- Nintendo DS North American box art
- Developers: Blitz Games (Wii) Human Soft (Nintendo DS)
- Publisher: Activision
- Director: John Jarvis
- Designers: Mike Bithell Jonathan Tainsh Kory Vandenberg
- Programmers: Chris Bunner Duncan Chambers Andrew Hague Matthew Hayward
- Artists: Auburn Hodgson Matthew Norledge Owen Williams
- Writers: Myles McLeod Stuart Maine
- Composer: Matt Black
- Platforms: Wii, Nintendo DS
- Release: Nintendo DS NA: October 27, 2009; AU: November 6, 2009; EU: November 6, 2009; Wii NA: October 20, 2009; AU: November 6, 2009; EU: November 6, 2009;
- Genre: Party
- Modes: Single-player, multiplayer

= ICarly (video game) =

2009 video game

iCarly (or iCarly: The Game) is a 2009 party video game loosely based on the TV series of the same name. The Wii version of the game was developed by Blitz Games, while the Nintendo DS version was developed by Human Soft, with Activision publishing and Nintendo licensing both versions. The game was released in North America for the Nintendo DS on October 27, 2009, and for the Wii on October 20, 2009. Both versions were also released in Europe and Australia on November 6, 2009.

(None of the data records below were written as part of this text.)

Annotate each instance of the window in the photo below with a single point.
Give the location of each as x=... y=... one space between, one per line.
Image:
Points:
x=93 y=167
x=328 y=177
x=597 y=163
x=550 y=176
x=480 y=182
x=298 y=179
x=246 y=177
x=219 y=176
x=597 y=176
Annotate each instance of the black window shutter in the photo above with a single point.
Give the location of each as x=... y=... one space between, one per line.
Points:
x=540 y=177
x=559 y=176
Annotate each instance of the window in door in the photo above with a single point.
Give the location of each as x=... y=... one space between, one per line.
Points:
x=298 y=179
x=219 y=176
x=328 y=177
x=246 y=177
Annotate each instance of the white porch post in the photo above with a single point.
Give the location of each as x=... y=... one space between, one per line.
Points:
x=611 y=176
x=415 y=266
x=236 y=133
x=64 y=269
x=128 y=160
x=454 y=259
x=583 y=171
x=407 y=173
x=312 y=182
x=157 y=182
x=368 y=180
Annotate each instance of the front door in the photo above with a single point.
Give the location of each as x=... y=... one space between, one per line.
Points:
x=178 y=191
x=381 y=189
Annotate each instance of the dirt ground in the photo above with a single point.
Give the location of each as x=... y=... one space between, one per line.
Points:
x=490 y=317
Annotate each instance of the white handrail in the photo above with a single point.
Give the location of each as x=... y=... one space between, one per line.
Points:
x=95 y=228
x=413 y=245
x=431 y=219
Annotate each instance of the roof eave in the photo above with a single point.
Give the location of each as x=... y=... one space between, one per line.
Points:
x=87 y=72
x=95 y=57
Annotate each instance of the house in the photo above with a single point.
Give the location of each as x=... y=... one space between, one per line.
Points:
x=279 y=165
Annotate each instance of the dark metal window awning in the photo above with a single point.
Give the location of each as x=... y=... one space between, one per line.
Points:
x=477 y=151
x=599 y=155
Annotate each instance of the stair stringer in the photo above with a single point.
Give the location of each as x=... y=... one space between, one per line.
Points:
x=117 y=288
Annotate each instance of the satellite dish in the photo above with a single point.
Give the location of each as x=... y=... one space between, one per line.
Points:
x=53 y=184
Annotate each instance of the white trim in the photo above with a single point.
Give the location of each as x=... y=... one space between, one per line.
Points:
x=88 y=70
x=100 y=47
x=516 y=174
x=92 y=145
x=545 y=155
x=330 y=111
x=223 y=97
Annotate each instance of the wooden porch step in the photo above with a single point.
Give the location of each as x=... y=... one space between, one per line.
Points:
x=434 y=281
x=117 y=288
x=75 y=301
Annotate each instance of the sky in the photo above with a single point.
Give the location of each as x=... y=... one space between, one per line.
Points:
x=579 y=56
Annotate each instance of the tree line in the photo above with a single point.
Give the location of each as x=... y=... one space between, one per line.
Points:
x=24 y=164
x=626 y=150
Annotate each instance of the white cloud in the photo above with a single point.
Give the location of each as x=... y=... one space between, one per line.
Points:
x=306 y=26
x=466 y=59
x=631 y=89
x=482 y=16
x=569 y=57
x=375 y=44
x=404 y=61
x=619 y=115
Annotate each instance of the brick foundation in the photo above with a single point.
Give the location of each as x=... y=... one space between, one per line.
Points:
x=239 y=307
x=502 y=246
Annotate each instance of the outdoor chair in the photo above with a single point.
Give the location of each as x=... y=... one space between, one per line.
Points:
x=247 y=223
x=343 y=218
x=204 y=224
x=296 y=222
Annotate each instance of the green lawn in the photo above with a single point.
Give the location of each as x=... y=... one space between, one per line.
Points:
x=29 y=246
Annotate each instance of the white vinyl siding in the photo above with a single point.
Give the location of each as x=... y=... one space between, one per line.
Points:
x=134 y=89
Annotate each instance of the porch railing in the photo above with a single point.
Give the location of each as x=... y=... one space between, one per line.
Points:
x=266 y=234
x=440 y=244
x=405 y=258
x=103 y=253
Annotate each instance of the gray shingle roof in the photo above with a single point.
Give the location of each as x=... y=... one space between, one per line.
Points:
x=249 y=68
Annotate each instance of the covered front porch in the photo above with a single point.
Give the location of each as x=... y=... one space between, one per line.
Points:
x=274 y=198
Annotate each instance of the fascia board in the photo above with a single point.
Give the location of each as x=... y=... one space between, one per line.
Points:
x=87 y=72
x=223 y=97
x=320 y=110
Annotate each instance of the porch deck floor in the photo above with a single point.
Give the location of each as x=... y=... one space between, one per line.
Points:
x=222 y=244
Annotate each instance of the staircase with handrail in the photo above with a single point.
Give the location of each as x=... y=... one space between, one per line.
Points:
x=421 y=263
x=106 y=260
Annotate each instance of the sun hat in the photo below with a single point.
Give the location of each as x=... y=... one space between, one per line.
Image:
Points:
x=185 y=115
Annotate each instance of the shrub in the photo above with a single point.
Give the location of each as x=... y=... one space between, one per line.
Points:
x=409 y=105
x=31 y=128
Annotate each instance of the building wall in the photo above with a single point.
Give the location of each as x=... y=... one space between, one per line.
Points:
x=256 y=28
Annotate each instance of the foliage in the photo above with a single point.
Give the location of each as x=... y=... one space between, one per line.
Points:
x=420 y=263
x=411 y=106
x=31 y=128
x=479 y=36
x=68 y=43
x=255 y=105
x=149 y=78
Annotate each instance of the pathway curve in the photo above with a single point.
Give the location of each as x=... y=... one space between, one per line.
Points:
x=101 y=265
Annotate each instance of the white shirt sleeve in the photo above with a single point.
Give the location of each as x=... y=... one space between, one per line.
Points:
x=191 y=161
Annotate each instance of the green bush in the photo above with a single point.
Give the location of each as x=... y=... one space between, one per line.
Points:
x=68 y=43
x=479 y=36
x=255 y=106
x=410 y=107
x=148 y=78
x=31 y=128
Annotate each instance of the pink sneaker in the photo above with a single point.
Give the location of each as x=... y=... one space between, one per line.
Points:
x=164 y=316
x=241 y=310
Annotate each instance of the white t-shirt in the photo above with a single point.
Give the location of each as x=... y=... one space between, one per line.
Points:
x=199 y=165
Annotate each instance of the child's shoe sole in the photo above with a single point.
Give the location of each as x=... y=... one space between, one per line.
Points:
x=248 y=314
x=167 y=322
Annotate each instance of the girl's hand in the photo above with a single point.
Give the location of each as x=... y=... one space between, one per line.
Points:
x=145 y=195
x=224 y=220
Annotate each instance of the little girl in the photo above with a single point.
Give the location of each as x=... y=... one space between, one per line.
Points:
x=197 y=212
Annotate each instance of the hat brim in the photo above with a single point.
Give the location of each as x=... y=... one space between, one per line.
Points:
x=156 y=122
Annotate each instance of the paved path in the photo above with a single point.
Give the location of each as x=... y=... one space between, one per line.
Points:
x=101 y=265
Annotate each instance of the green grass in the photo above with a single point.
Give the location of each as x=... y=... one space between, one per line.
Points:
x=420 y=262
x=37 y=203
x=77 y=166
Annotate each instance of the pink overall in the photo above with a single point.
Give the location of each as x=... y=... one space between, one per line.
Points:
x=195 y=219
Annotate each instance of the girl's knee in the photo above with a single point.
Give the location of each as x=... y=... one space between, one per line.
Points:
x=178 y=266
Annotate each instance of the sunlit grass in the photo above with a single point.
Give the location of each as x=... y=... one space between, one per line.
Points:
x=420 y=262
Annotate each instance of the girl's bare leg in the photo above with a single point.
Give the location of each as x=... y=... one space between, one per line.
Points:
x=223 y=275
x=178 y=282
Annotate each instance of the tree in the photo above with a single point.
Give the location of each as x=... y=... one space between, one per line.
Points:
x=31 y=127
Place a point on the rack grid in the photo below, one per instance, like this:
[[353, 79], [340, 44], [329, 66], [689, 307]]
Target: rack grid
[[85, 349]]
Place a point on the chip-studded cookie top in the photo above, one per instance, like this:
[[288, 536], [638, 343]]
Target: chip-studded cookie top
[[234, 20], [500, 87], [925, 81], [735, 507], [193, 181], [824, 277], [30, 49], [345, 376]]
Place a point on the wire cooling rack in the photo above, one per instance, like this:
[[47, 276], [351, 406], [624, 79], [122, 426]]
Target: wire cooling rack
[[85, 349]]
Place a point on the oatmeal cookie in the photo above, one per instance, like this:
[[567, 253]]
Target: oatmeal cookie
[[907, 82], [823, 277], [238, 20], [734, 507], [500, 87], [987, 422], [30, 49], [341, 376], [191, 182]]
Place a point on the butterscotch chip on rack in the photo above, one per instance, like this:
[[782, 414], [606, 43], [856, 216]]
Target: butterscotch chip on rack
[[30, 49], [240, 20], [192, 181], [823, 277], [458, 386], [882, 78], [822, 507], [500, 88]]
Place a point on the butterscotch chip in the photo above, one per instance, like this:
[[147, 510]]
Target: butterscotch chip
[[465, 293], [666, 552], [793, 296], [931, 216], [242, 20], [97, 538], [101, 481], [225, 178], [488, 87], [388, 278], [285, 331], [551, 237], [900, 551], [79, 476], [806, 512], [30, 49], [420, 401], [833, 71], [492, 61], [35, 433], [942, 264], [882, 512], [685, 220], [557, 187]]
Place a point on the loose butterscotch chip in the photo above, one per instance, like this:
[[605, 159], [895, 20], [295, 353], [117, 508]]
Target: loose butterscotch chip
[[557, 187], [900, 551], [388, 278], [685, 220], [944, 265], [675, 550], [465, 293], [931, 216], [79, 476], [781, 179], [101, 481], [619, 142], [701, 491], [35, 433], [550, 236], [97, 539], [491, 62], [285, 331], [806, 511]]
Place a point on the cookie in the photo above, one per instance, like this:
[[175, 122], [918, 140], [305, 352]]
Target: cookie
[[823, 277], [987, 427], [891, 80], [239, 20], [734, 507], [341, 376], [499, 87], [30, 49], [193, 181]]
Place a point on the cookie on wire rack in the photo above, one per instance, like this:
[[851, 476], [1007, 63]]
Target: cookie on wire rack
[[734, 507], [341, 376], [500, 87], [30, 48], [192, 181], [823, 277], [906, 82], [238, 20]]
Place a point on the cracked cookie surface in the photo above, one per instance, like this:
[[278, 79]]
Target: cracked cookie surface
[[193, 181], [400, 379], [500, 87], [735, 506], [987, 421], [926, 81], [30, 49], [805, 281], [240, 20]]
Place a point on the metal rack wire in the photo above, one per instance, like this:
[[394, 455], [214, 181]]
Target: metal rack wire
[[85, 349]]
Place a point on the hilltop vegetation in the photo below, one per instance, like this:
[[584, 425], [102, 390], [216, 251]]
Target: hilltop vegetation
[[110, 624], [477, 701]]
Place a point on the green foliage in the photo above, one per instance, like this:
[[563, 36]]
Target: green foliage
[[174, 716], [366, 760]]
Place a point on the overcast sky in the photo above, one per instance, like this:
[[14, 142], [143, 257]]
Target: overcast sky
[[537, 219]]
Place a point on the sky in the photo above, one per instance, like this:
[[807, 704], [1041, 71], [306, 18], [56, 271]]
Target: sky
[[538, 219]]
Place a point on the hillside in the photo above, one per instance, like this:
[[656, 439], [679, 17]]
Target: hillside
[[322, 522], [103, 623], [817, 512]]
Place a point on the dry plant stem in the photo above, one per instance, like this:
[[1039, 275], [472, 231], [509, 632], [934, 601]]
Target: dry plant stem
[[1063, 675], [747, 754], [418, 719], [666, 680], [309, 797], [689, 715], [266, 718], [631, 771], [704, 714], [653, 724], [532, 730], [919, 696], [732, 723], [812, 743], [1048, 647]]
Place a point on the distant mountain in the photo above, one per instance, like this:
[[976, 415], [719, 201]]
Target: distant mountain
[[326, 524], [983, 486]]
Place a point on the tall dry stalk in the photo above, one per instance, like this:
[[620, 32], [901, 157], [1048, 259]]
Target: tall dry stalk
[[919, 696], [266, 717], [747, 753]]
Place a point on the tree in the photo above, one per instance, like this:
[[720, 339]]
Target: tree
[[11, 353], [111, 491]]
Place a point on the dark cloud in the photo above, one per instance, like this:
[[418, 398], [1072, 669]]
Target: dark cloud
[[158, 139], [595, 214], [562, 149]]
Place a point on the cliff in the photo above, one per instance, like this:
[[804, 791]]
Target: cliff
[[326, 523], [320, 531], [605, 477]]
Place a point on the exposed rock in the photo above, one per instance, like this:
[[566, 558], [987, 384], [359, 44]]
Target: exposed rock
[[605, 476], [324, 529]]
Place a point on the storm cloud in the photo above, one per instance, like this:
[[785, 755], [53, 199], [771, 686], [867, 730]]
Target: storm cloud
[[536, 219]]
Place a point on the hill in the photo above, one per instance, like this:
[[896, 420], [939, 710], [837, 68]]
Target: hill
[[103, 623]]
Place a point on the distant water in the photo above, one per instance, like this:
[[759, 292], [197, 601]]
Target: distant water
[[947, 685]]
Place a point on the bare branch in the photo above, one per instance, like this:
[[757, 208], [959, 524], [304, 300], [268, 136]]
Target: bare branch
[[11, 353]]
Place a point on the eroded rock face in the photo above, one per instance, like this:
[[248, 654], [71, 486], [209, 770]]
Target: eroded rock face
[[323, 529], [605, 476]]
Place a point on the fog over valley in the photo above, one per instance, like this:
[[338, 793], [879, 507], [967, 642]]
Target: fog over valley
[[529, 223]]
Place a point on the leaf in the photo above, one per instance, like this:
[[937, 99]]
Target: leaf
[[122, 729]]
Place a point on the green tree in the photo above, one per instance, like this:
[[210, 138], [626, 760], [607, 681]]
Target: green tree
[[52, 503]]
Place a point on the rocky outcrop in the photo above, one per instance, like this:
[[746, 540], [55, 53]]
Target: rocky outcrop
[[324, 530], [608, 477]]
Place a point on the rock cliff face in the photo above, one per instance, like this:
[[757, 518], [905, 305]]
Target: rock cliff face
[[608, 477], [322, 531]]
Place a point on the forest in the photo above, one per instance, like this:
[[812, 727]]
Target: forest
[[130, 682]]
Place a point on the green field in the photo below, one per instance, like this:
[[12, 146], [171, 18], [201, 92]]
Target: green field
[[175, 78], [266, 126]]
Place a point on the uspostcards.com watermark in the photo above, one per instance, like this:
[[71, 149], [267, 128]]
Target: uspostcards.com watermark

The game received a standalone sequel titled iCarly 2: iJoin the Click!, which was released for the Wii and Nintendo DS on November 16, 2010.

== Development and release ==
In May 2009, Activision announced they had partnered with Nickelodeon to create an iCarly game for the Wii and Nintendo DS to be released in fall of that year. The game was released in October 2009, with David Oxford of Activision Publishing describing it as "an energetic gameplay experience that is non-stop entertainment" and Steve Youngwood of Nickelodeon saying it would "tap[...] into kids' creativity to provide them with endless fun."

==Gameplay==
Based on the TV series, iCarly is about a girl named Carly Shay who creates her own web show called iCarly with her best friends Sam and Freddie. Carly's videos that are uploaded on the iCarly site are being deleted, and it turns out that Nevel has taken down their website. So Carly and her friends have to get their website back by playing 10 minigames, presented as show skits, and they allow players to work with the characters through new adventures. The iCreate mode lets players add their own touches to the webisodes by swapping out props, characters, color schemes, audio, intros, outros and other elements. Up to four players can either compete or cooperate to complete the skits and earn Web-Creds, which can then be used to purchase new items, props, accessories and locations from in-game websites.

The Wii version of the game allows for up to four players at once.

==Reception==
Common Sense Media commented in their review that the contained mini-games were "genuinely fun, easy to learn but hard to master", but that "there just aren't enough of them, which leads to a lot of repetition" Digital Spy praised the game's voice acting and story, but criticized the gameplay as "slightly repetitive", the customization as "rather surface level", the game as having "limited substance".